I’ve seen alot in the startup game. I’ve seen the good, bad, crazy, and over the top styles of many Silicon Valley companies. I have lots of thoughts about the role of the founders and their impact for setting the tone when it comes to organizing people around one common goal. In Ben Horowitz's book he talks about programming culture. I believe that an early win for building great culture is transparency.
Transparency for each company is different. If you’re Buffer the culture is set around transparency as key to building a successful company. If you’re Apple it’s not so transparent. At Formation we get fairly uncomfortable, but don’t take it as far as Buffer.
The first assumption about transparency I make at FDS is that everyone is an adult.
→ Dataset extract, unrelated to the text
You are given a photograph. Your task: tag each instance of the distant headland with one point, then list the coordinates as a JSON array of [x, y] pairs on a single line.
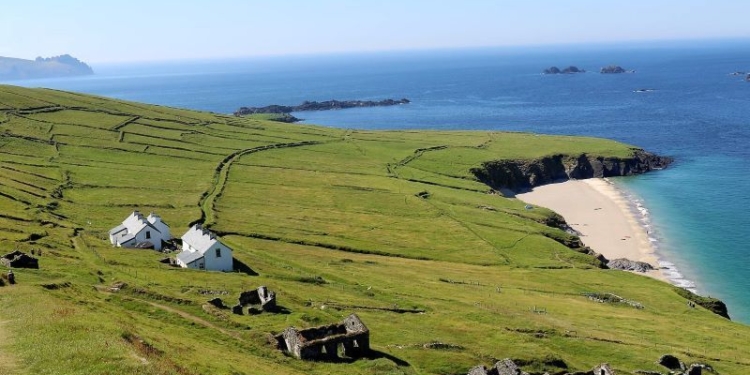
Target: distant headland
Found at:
[[41, 67], [614, 69], [569, 70], [318, 106]]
We expect that people can handle good news and bad. The team needs to have the ability to ask uncomfortable questions - however I expect them to be able to handle answers that may not be “scrubbed”. We tend to give people the straight dope and expect them to do the same.
The second assumption about transparency that we make as a team is accountability. Every day we do a standup as a team and talk about what we’re working on and what we need help with. Each member of the team reports progress of what they did the day prior and what they expect to get done that day. This is one area of accountability that gives everyone a sense of where we are as a team.
The third assumption that I make about transparency is we expect people to be honest with themselves. It’s not always easy to look yourself in the mirror and admit that you’re stuck. At FDS the culture is about helping teammates when they are stuck or need help. We think that always being the smartest person in the room on everything probably means you’re not.
There are many ways people and companies can be transparent and at times it’s uncomfortable, but standing up and celebrating success and failure is part of FDS.